PART 1: DATA ANALYTICS FOUNDATION

PART 1: DATA ANALYTICS FOUNDATION

Data Management In Python

Efficient data management is crucial for preparing datasets before any statistical analysis. This section addresses importing and exporting data from diverse sources, examining and cleaning data, subsetting and sorting, merging, appending, and aggregating. A high-level overview of ETL processes is also included to ensure Data Analysts understand the broader context of extracting, transforming, and loading data.

Importing Data from Various Formats

Learning Objectives

Apply methods to load data from diverse formats (CSV, Excel, SAS, STATA, SPSS, database tables), manage missing values upon import, and examine how the 'Extract' stage of ETL retrieves data from sources such as APIs and databases for subsequent transformations.

Indicative Content

  • Python Functions:

    • pd.read_csv() for CSV files.

    • pd.read_excel() for Excel files.

    • pd.read_sas() for SAS files.

    • pd.read_sql() for database tables.

  • Handling Missing Values:

    • Use parameters like na_values in pd.read_csv() to handle missing data during import.

  • Extract: Pulling data from sources like databases, APIs, or flat files using Python libraries (requestsSQLAlchemy).

Exporting Data

Learning Objectives

Demonstrate how to save data frames to multiple external formats and assess various export methods, explaining how the 'Load' phase of ETL delivers processed data to target systems.

Indicative Content

  • Python Functions:

    • .to_csv() for exporting to CSV.

    • .to_excel() for exporting to Excel.

    • .to_sql() for exporting to databases.

  • Load: Delivering processed data to target systems (e.g., data warehouses, BI tools).

Data Exploration

Learning Objectives

Inspect dataset structure and missingness, identify data quality issues (missing values, outliers, inconsistencies), and interpret insights to guide subsequent cleaning and analysis steps.

Indicative Content

  • Python Functions:

    • .info() for dataset structure.

    • .head() and .tail() for viewing rows.

    • .describe() for summary statistics.

    • .isnull().sum() for checking missing values.

Data Cleaning and Derivation

Learning Objectives

Apply renaming, recoding, and derivation techniques to transform raw data into a clean, analysis-ready format, and explain how the 'Transform' step in ETL addresses data standardization and joining.

Indicative Content

  • Python Functions:

    • .rename() for renaming columns.

    • .assign() for deriving new variables.

    • pd.cut() for recoding variables into categories.

  • Transform: Cleaning, standardizing, and joining data to create consistent datasets.

Detection and Imputation of Missing Data

Learning Objectives

Detect missing values, apply exclusion or imputation methods, and evaluate effective handling to avoid bias or errors in analysis.

Indicative Content

  • Python Functions:

    • .isnull() for detecting missing values.

    • .dropna() for excluding missing values.

    • .fillna() for imputing missing values (e.g., mean, median, mode, forward fill).

Subsetting Data

Learning Objectives

Extract rows, columns, and subsets based on conditions to focus on relevant data and apply efficient filtering for targeted analysis and reporting.

Indicative Content

  • Python Functions:

    • .loc[] for label-based subsetting.

    • .iloc[] for position-based subsetting.
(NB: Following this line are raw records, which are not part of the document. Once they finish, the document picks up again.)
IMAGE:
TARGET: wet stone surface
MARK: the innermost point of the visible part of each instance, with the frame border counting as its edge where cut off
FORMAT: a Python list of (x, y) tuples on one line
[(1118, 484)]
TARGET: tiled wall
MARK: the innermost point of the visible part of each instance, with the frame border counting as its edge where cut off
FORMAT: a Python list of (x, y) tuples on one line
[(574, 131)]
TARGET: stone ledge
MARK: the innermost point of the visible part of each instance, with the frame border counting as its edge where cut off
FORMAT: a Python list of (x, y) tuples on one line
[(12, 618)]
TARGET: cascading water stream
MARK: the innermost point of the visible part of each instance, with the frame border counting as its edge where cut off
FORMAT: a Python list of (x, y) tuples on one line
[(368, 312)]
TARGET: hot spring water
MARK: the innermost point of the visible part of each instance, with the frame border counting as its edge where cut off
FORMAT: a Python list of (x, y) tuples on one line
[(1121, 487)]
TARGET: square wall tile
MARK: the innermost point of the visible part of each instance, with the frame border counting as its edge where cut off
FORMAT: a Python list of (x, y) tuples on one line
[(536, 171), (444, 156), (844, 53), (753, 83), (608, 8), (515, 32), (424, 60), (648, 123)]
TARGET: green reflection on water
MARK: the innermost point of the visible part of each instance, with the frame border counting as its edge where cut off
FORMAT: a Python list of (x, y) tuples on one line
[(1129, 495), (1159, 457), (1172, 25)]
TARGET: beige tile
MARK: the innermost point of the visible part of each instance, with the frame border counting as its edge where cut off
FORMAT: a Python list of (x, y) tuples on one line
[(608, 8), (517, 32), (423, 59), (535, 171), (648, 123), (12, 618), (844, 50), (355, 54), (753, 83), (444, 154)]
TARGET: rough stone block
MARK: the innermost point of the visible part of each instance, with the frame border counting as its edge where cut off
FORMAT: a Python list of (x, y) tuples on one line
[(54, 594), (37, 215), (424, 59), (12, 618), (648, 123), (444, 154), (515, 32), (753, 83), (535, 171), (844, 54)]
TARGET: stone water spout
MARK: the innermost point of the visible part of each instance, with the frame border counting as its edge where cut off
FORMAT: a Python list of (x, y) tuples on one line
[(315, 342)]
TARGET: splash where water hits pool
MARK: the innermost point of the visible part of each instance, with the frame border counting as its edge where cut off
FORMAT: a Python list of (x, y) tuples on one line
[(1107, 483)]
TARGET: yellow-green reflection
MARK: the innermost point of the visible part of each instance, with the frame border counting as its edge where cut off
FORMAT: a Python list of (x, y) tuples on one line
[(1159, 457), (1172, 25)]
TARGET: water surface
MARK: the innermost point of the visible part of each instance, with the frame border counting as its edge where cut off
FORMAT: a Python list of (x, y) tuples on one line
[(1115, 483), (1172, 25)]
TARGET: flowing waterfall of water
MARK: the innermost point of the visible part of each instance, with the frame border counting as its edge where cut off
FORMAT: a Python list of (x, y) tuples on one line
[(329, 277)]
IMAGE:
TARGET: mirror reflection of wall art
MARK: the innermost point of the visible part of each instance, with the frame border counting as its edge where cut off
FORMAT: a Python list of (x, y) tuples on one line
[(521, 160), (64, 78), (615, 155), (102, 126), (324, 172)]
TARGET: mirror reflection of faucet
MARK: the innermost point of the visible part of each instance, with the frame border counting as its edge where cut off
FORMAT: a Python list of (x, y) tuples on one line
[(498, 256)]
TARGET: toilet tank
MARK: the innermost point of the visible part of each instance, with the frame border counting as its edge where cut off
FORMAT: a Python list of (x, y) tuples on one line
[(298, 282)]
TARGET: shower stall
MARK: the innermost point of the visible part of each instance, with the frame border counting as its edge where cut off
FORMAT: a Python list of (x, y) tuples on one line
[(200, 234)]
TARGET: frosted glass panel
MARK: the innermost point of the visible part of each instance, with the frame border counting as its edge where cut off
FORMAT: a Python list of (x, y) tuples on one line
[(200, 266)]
    • Boolean conditions for filtering rows.

Sorting Data

Learning Objectives

Sort data by one or more variables in ascending or descending order, and explain how ordering enhances readability and pattern recognition.

Indicative Content

  • Python Functions:

    • .sort_values() for sorting by columns.

Merging and Appending Data

Learning Objectives

Apply joins to merge datasets, append observations for unified datasets, and synthesize data from multiple sources to create comprehensive datasets for analysis.

Indicative Content

  • Python Functions:

    • pd.merge() for joining datasets (e.g., inner, outer, left, right joins).

    • pd.concat() for appending rows or columns.

Aggregating Data

Learning Objectives

Group data by variables to compute summary statistics and analyze how aggregation can simplify complex datasets and reveal key insights.

Indicative Content

  • Python Functions:

    • .groupby() for grouping data.

    • Aggregation methods like .sum().mean(), and .median() for summarizing data.

Tools & Methodologies

  • Software:

    • Python: Pandas, SQLAlchemy for databases.

    • ETL Awareness: Exposure to tools like Power Query or simple Python scripts.

  • Methodologies:

    • Validate columns (data types, missingness) before transformations.

    • Document merging logic and handle key collisions carefully.

    • Use grouping and summarising to identify anomalies or outliers.

    • Perform small-scale ETL tasks using Python (e.g., extracting data from APIs, transforming it, and loading it into local databases or BI tools).

    • Understand the broader context of ETL to ensure data readiness.